12  Visualizing Trends

Class Objectives:
  1. Trend of a single variable
  2. Smoothed trends
  3. Trend of multiple groups

Trends are another most common type of plot. They are used to show how a variable changes over time (or any other variable of interest).

We load the same packages as before.

library(tidyverse)
library(tidylog)
library(palmerpenguins)
theme_set(hrbrthemes::theme_ipsum())
1
Set the theme for the plots.

12.1 The Most Simple Case: A Basic Trend Plot

Let’s start with a simple example using the economics dataset from the tidyverse. To simplify the example, we’ll filter the data to include only observations after the year 2000 and further restrict it to January data.

economics |>
    filter(year(date) > 2000) |>
    filter(month(date) == 1) |>
    ggplot(aes(x = date, y = unemploy)) +
    geom_point(color = "white", fill = "#0072B2", shape = 21, size = 2)
1
Filter the data to only include data after the year 2000.
2
Filter the data to only include data for the first month of each year.
filter: removed 402 rows (70%), 172 rows remaining
filter: removed 157 rows (91%), 15 rows remaining

The figure above is not very informative. It is difficult to see the trend. Below are some tweaks that can help.
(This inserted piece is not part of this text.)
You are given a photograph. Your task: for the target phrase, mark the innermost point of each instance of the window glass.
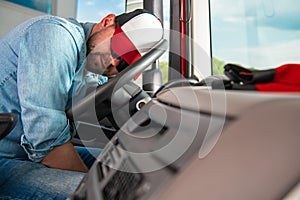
(95, 10)
(256, 34)
(39, 5)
Connect the dots with a line to reveal the trend. This is easy to do with geom_line().

economics |>
    filter(year(date) > 2000) |>
    filter(month(date) == 1) |>
    ggplot(aes(x = date, y = unemploy)) +
    geom_line(linewidth = 1, color = "#0072B2") +
    geom_point(color = "white", fill = "#0072B2", shape = 21, size = 4)
filter: removed 402 rows (70%), 172 rows remaining
filter: removed 157 rows (91%), 15 rows remaining

A useful tip is to color the border of the points white, so they stand out better against the line.

Sometimes a smooth curve is easier on the eyes. We can use the geom geom_xspline() from the ggalt package to create a spline to connect all the points.

economics |>
    filter(year(date) > 2000) |>    
    filter(month(date) == 1) |>
    ggplot(aes(x = date, y = unemploy)) +
    ggalt::geom_xspline(color = "#0072B2") +
    geom_point(color = "white", fill = "#0072B2", shape = 21, size = 4)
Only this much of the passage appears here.